La sentenza numero 41 del 24 gennaio, depositata ieri, affronta un caso che è stato sollevato dal Tribunale di Lecce. E che diventa l'occasione per sancire che se nel decreto di archiviazione il magistrato inserisce «apprezzamenti sulla colpevolezza della persona indagata - spiega la Corte - viola in maniera eclatante il suo diritto costituzionale di difesa e il suo diritto al contraddittorio, oltre che il principio della presunzione di non colpevolezza». A sollevare la questione di legittimità costituzionale era stato il Tribunale di Lecce. Qui una persona indagata era venuta casualmente a sapere di un provvedimento di archiviazione per prescrizione già pronunciato nei suoi confronti. Nel testo il giudice affermava però che le accuse sollevate contro l'indagato erano «suffragate da molteplici elementi di riscontro, puntualmente elencati». Il cittadino aveva quindi presentato un reclamo contro l'archiviazione e aveva chiesto di poter rinunciare alla prescrizione per potersi difendere in aula.

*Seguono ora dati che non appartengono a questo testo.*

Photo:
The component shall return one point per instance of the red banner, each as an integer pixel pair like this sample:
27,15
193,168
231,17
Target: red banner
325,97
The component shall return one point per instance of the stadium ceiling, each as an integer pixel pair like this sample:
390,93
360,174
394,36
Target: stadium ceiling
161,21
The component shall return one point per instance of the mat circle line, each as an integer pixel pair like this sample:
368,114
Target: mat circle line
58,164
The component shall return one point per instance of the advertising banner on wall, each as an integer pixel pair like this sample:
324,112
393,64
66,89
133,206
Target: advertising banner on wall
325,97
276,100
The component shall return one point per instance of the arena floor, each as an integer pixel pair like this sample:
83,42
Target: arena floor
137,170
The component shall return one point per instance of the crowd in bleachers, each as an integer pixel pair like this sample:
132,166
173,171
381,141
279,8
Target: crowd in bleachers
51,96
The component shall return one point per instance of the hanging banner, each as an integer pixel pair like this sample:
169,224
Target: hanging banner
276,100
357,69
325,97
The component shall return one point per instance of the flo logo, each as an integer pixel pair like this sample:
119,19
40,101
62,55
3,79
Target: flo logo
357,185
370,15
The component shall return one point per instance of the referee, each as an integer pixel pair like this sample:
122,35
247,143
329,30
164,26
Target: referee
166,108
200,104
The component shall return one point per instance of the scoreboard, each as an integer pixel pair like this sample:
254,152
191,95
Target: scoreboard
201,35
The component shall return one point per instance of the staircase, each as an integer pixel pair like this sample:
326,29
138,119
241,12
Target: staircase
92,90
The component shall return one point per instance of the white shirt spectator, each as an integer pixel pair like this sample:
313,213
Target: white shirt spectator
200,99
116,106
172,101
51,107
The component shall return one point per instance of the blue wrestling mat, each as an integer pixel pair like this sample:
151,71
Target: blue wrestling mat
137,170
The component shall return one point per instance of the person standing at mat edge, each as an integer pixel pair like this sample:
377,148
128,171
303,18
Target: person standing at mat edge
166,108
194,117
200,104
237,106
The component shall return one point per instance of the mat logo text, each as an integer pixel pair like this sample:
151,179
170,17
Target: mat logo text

A questo punto il Tribunale ha chiesto alla Consulta di introdurre un obbligo generalizzato a carico del pm di avvisare sempre la persona sottoposta a indagine dell'eventuale richiesta di archiviazione per prescrizione e consentirle così di rinunciare alla prescrizione stessa. Questa questione è stata respinta, perché giudicata infondata. Tuttavia la Corte ricorda che già durante le indagini preliminari l'interessato ha a disposizione i normali strumenti di difesa della propria reputazione, come ad esempio la denuncia per calunnia o diffamazione di chi lo accusi ingiustamente. Scrivono poi i giudici presieduti da Augusto Barbera che «il caso specifico all'esame del Tribunale di Lecce è emblematico di una specifica patologia, rappresentata da un provvedimento di archiviazione per prescrizione che presenta la persona sottoposta alle indagini come colpevole, senza averle dato alcuna possibilità di difendersi dalle accuse». Che inoltre l'iscrizione nel registro degli indagati e il decreto di archiviazione dovrebbero essere provvedimenti «neutri». Altrimenti, se in qualche modo divulgati, «come spesso accade», possono determinare «gravi pregiudizi alla reputazione, nonché alla vita privata, familiare, sociale e professionale, delle persone interessate. Ciò che, in ipotesi, potrebbe dare altresì luogo a responsabilità civile e disciplinare dello stesso magistrato che ha richiesto o emesso il provvedimento».

Il cittadino infine deve essere sempre messo nella condizione di ricorrere contro provvedimenti che «indebitamente inseriscono in un'archiviazione il contenuto tipico di una sentenza di condanna».